To global seed or not to global seed

Cenk_Gundogan1 · 7 March 2017 23:18

Dear RIOTers,

for quite some time now we have semi-active discussions (mostly on GitHub) about various PRNG and seeding concepts. In this mail I merely want to focus on the scope of our PRNG implementations' seeds/states.

Currently, all function calls in our PRNG implementations and the abstraction layer `sys/random` do *not* allow to pass a custom state. This means, there is *one* global state, that is overwritten with successive calls to `random_init()`, not necessarily from the same thread. At the moment, `auto_init` is the only instance, that calls `random_init` (albeit with `0`, but this is another story). So everything seems to be OK for now (?), but will it stay this way? In the current state, and to guarantee deterministic PRNG sequences, all calls to `random_init()` *must* be ignored, but not the first. Of course, this can be done in various ways ..

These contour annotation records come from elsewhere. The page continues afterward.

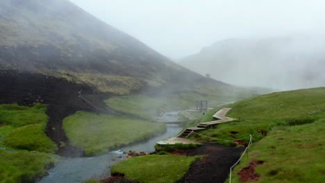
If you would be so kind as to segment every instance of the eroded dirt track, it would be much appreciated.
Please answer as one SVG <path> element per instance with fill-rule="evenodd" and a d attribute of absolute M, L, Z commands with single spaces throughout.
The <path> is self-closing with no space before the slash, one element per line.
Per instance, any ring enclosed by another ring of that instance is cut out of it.
<path fill-rule="evenodd" d="M 41 102 L 49 105 L 47 114 L 50 119 L 46 133 L 59 147 L 58 155 L 76 157 L 83 154 L 82 150 L 69 144 L 62 130 L 62 121 L 78 110 L 99 112 L 78 98 L 81 89 L 99 106 L 108 94 L 97 94 L 88 85 L 63 78 L 17 71 L 0 71 L 0 104 L 31 106 L 33 103 Z M 62 142 L 67 146 L 60 146 Z"/>
<path fill-rule="evenodd" d="M 224 183 L 229 169 L 240 157 L 244 147 L 228 148 L 219 144 L 206 143 L 186 155 L 204 155 L 190 167 L 188 173 L 177 183 Z"/>

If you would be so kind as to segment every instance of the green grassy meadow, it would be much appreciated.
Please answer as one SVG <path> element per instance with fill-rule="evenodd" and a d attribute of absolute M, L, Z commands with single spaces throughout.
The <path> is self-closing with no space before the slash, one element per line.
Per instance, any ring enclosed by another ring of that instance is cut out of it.
<path fill-rule="evenodd" d="M 214 129 L 201 133 L 222 139 L 240 139 L 251 134 L 253 141 L 256 142 L 265 137 L 274 127 L 310 123 L 325 118 L 325 88 L 272 93 L 224 107 L 232 108 L 227 116 L 235 120 L 217 125 Z M 207 114 L 205 118 L 209 121 L 208 116 L 212 114 Z M 202 141 L 208 139 L 206 137 L 201 139 Z M 248 143 L 249 139 L 245 141 Z M 227 143 L 225 145 L 235 144 Z"/>
<path fill-rule="evenodd" d="M 325 87 L 276 92 L 224 107 L 233 108 L 227 116 L 235 120 L 199 133 L 222 139 L 253 135 L 254 143 L 249 158 L 244 156 L 235 167 L 233 182 L 240 182 L 238 171 L 251 161 L 264 162 L 255 168 L 260 176 L 257 182 L 325 182 L 322 163 L 325 161 Z M 208 116 L 205 118 L 210 120 Z M 197 140 L 194 135 L 190 139 Z M 238 146 L 207 137 L 199 139 Z M 249 139 L 244 141 L 247 143 Z"/>
<path fill-rule="evenodd" d="M 94 156 L 162 132 L 166 125 L 76 112 L 63 120 L 63 130 L 72 144 Z"/>
<path fill-rule="evenodd" d="M 235 167 L 233 182 L 240 182 L 237 173 L 251 161 L 262 161 L 255 168 L 257 182 L 325 182 L 325 119 L 292 127 L 275 128 L 253 144 L 247 159 Z"/>
<path fill-rule="evenodd" d="M 31 182 L 45 175 L 53 161 L 38 152 L 8 152 L 0 149 L 0 182 Z"/>
<path fill-rule="evenodd" d="M 45 153 L 56 145 L 44 133 L 47 105 L 0 105 L 0 182 L 30 182 L 44 175 L 53 163 Z"/>
<path fill-rule="evenodd" d="M 172 183 L 181 179 L 198 157 L 146 155 L 115 164 L 112 173 L 123 173 L 142 183 Z"/>

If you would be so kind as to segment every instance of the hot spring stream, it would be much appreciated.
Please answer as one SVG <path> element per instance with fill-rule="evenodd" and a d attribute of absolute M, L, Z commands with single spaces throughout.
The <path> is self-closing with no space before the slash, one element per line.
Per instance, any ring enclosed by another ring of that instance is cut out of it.
<path fill-rule="evenodd" d="M 175 121 L 178 112 L 171 112 L 157 118 L 158 121 Z M 155 150 L 157 141 L 176 135 L 182 128 L 178 125 L 167 125 L 165 133 L 135 144 L 126 146 L 119 150 L 104 155 L 90 157 L 62 158 L 56 163 L 55 166 L 48 171 L 49 175 L 42 177 L 38 183 L 81 182 L 90 178 L 100 178 L 110 175 L 110 167 L 123 159 L 127 159 L 123 151 L 133 150 L 147 152 Z M 117 157 L 117 155 L 122 158 Z"/>

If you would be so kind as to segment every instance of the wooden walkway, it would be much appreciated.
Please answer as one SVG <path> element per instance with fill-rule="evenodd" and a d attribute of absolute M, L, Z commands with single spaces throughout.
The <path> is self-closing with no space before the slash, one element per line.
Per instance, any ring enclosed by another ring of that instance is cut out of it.
<path fill-rule="evenodd" d="M 212 116 L 214 118 L 217 119 L 217 120 L 209 121 L 209 122 L 201 123 L 196 128 L 188 128 L 186 130 L 185 130 L 183 132 L 179 134 L 176 137 L 173 137 L 173 138 L 168 139 L 166 140 L 160 141 L 157 142 L 157 143 L 161 146 L 164 146 L 167 144 L 175 144 L 176 143 L 181 143 L 184 144 L 199 143 L 187 139 L 186 138 L 188 136 L 190 136 L 190 134 L 191 134 L 193 132 L 197 132 L 202 131 L 202 130 L 210 128 L 217 124 L 226 122 L 226 121 L 233 121 L 233 119 L 226 116 L 226 114 L 230 110 L 231 110 L 231 108 L 223 108 L 219 110 L 218 112 L 217 112 Z"/>

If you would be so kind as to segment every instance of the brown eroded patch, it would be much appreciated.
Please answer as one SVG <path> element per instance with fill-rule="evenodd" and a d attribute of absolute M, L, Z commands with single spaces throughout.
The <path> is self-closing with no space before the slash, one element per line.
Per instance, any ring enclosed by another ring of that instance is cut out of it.
<path fill-rule="evenodd" d="M 188 153 L 189 153 L 190 152 L 192 152 L 192 151 L 194 151 L 194 150 L 192 149 L 178 149 L 174 152 L 168 152 L 174 155 L 186 156 Z"/>
<path fill-rule="evenodd" d="M 240 175 L 240 182 L 256 182 L 260 179 L 260 175 L 255 173 L 255 167 L 259 164 L 262 164 L 263 161 L 251 161 L 249 163 L 249 166 L 246 166 L 240 169 L 238 173 Z"/>
<path fill-rule="evenodd" d="M 238 144 L 238 145 L 245 146 L 245 142 L 243 141 L 234 140 L 233 141 L 234 141 L 235 143 L 236 143 L 237 144 Z"/>

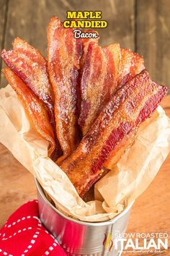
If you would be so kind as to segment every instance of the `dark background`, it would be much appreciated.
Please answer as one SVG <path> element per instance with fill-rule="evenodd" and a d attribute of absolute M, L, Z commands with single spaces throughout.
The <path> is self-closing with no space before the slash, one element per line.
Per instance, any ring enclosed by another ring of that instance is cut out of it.
<path fill-rule="evenodd" d="M 170 88 L 170 0 L 0 0 L 1 48 L 19 36 L 45 56 L 49 20 L 66 20 L 68 10 L 102 11 L 108 27 L 99 30 L 100 43 L 119 42 L 142 54 L 151 78 Z M 0 87 L 6 85 L 1 74 Z"/>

1) we can define it as BCP to *not* use `random_init()` if `auto_init` is used => it's hard to guarantee a one-time call to `random_init()` as human do surely err (especially if several nested modules are involved).

2) check within `random_init()` for an unitialized state and only initialize if such a state is prevalent. Ignore the call to `random_init()` if the PRNG was initialized before. => this introduces a further check that is done with each call to `random_init()` and feigns to the user a freshly initialized PRNG.

In contrast to the current procedure of having a global state, we rather should opt to allow local states for each thread (not excluding a global state). Although I have no special use case in mind at the moment, I believe that it should be possible to let user applications initialize "their own PRNG" to produce deterministic sequences. With the current approach, the sequence of our PRNG is shared with all available threads. This means, a user application would share the sequence with the network stack's NDP, RPL, TCP, ... implementations.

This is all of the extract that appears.